ANIMALS

Coati

Nasua nasua

A long-snouted, ringed-tail member of the raccoon family from Central and South America — highly social in females, solitary in males, and remarkably intelligent foragers.

The raccoon cousin

Coatis (also called coatimundis) belong to Procyonidae — the same family as raccoons. The resemblance is visible: the banded tail, the dexterous forepaws, and the highly adaptable omnivorous diet. The long, flexible mobile snout is the defining difference, adapted for probing soil and leaf litter for invertebrates.

Two common species

The South American coati (Nasua nasua) is the widespread species across the Amazon and South America generally; the white-nosed coati (Nasua narica) ranges from Arizona to Colombia.
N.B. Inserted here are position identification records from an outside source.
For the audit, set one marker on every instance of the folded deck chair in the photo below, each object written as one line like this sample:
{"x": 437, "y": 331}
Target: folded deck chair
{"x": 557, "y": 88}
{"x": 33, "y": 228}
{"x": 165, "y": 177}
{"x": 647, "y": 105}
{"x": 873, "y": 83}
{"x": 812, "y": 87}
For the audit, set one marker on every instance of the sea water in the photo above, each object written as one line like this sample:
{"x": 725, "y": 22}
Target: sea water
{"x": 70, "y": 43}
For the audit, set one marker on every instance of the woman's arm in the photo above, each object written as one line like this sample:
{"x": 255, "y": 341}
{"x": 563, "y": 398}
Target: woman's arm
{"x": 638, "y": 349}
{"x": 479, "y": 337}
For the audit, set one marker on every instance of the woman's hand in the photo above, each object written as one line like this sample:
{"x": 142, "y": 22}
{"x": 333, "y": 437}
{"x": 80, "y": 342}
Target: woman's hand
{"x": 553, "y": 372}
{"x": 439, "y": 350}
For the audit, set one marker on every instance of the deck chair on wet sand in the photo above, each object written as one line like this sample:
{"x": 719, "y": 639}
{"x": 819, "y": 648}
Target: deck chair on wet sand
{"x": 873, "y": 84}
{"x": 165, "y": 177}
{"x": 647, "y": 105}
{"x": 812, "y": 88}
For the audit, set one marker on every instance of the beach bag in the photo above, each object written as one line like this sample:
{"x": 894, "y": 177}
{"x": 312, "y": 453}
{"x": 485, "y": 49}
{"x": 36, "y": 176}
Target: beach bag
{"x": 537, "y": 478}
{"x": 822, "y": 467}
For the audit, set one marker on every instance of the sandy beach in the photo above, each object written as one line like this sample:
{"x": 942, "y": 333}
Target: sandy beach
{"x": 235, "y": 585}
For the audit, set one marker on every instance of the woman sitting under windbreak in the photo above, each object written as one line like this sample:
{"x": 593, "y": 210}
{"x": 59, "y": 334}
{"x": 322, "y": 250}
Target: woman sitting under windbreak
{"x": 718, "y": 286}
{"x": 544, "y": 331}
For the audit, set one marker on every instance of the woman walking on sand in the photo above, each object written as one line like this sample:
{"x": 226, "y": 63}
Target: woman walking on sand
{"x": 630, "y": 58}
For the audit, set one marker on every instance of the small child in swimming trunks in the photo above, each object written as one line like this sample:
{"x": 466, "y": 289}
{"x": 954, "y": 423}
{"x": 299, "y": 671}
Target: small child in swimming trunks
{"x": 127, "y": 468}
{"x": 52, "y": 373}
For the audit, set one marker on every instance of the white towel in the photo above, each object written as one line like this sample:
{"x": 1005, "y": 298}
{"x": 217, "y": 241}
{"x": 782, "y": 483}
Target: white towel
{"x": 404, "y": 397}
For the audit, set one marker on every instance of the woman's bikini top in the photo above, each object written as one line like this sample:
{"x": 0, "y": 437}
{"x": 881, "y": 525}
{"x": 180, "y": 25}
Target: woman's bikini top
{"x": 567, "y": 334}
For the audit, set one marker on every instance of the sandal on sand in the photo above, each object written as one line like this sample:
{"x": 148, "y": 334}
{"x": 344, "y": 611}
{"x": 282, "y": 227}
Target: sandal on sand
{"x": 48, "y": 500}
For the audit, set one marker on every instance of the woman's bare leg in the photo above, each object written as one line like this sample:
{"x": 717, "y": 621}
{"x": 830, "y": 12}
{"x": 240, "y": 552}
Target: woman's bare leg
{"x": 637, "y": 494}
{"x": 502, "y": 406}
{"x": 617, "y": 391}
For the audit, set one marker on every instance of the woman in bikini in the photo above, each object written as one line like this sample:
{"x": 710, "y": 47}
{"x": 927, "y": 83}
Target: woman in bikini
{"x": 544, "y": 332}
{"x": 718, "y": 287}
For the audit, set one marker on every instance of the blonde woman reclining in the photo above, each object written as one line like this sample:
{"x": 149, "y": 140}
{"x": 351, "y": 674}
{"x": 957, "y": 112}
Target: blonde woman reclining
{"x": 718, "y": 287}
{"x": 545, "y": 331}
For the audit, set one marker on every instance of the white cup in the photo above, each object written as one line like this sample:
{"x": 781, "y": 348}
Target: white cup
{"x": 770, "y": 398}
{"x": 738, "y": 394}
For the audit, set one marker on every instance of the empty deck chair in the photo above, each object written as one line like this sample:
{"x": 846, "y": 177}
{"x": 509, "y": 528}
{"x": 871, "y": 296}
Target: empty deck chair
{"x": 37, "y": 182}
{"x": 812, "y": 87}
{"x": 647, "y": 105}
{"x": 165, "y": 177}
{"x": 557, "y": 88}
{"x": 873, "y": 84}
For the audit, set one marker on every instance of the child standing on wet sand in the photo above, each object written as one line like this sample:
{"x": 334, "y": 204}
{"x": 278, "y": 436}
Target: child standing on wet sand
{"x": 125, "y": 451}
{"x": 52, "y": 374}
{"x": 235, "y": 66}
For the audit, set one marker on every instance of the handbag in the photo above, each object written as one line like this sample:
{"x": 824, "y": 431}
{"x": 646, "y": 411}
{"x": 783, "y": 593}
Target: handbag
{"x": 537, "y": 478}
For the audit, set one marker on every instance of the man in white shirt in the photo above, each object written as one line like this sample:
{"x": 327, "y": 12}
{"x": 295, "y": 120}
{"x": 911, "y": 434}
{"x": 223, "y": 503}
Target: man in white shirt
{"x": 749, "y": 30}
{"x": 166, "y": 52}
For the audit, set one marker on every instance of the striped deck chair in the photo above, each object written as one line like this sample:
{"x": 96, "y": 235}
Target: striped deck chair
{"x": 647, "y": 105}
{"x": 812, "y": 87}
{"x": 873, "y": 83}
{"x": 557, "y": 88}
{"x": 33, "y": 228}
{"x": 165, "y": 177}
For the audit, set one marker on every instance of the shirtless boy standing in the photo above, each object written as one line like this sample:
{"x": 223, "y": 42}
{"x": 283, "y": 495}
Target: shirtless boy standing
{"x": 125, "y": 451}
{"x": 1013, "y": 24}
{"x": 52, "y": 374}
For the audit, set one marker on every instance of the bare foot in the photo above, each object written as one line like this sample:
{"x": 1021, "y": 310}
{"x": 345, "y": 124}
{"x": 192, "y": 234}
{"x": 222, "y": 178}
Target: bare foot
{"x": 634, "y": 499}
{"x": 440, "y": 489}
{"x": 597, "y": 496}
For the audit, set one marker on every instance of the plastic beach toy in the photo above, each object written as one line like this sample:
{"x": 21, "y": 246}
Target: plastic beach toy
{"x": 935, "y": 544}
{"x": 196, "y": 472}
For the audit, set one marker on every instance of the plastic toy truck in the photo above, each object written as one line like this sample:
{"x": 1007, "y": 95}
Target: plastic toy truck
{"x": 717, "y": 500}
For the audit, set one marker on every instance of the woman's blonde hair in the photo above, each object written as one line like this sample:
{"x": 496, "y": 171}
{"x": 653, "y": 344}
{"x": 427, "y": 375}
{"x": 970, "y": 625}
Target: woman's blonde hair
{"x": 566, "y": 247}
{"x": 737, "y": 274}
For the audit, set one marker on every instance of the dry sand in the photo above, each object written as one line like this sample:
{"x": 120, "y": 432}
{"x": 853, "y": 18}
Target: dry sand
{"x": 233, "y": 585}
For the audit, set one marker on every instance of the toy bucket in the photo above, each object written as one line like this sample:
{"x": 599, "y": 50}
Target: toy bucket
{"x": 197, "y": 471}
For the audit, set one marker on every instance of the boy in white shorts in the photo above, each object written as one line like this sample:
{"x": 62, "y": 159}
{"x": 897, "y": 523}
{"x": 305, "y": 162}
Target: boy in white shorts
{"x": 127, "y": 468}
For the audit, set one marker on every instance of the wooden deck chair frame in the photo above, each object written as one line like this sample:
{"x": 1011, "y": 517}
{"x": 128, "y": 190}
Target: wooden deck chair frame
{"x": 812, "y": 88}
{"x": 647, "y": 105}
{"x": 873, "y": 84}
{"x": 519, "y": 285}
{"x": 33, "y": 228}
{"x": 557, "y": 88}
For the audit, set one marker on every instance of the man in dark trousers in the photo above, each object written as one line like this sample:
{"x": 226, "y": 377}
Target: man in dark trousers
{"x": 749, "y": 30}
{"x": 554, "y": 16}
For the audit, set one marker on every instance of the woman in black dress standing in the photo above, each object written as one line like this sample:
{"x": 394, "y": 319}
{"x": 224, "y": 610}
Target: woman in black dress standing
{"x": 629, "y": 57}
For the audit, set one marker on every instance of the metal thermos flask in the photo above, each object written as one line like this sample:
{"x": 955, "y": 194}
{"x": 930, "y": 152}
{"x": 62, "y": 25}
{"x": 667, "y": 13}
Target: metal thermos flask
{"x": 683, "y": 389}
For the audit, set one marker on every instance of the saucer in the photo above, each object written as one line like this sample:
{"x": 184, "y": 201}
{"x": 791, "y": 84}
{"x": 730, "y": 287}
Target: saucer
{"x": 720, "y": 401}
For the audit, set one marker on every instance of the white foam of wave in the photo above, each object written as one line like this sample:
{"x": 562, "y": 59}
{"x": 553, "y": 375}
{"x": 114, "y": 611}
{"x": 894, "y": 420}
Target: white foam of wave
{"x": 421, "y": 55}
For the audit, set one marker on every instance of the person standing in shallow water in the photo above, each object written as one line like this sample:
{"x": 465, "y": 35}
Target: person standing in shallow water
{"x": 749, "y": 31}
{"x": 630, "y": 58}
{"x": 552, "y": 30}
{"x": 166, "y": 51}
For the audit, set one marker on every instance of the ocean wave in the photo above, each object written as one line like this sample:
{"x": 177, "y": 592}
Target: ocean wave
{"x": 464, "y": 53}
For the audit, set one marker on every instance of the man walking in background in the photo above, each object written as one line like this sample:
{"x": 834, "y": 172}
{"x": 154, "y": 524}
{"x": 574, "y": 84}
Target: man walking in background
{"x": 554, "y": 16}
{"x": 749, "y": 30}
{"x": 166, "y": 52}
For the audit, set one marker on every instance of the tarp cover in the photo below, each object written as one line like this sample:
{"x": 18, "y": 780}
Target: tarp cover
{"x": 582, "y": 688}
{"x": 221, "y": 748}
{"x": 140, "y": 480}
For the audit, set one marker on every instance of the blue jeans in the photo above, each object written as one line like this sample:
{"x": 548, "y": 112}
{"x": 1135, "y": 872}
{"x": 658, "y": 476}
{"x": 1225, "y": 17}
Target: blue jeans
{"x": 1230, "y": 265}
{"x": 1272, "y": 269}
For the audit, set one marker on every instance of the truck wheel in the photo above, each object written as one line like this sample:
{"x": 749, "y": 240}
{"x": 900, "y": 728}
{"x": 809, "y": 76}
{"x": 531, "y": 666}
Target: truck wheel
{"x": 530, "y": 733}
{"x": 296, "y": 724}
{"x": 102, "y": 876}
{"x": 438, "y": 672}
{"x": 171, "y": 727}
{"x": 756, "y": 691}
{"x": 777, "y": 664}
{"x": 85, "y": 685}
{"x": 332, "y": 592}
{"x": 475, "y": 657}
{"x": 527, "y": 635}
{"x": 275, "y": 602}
A third species, the mountain coati (Nasuella olivacea), lives in the Andes at high elevation.

Social structure

Coatis display unusual sex-based social behaviour:

  • Females and juveniles — live in bands of 4–30 individuals, with communal territory defence, alloparenting (females nurse each other’s young), and cooperative predator detection
  • Adult males — solitary outside breeding season; tolerated within female bands only during mating, then expelled

This is relatively unusual in mammals — same-species but different-sex social organisation.

Foraging

The elongated, flexible, cartilaginous snout can rotate 60° independently, probing soil and leaf litter. Coatis eat insects, larvae, fruit (they are important seed dispersers), lizards, small snakes, and rodents. Their forepaws break open rotten logs and turn over rocks.

Human interaction

Coatis are bold around humans in tourist areas — they often solicit food at archaeological sites in Mexico and Central America. While amusing, this has created significant wildlife management problems.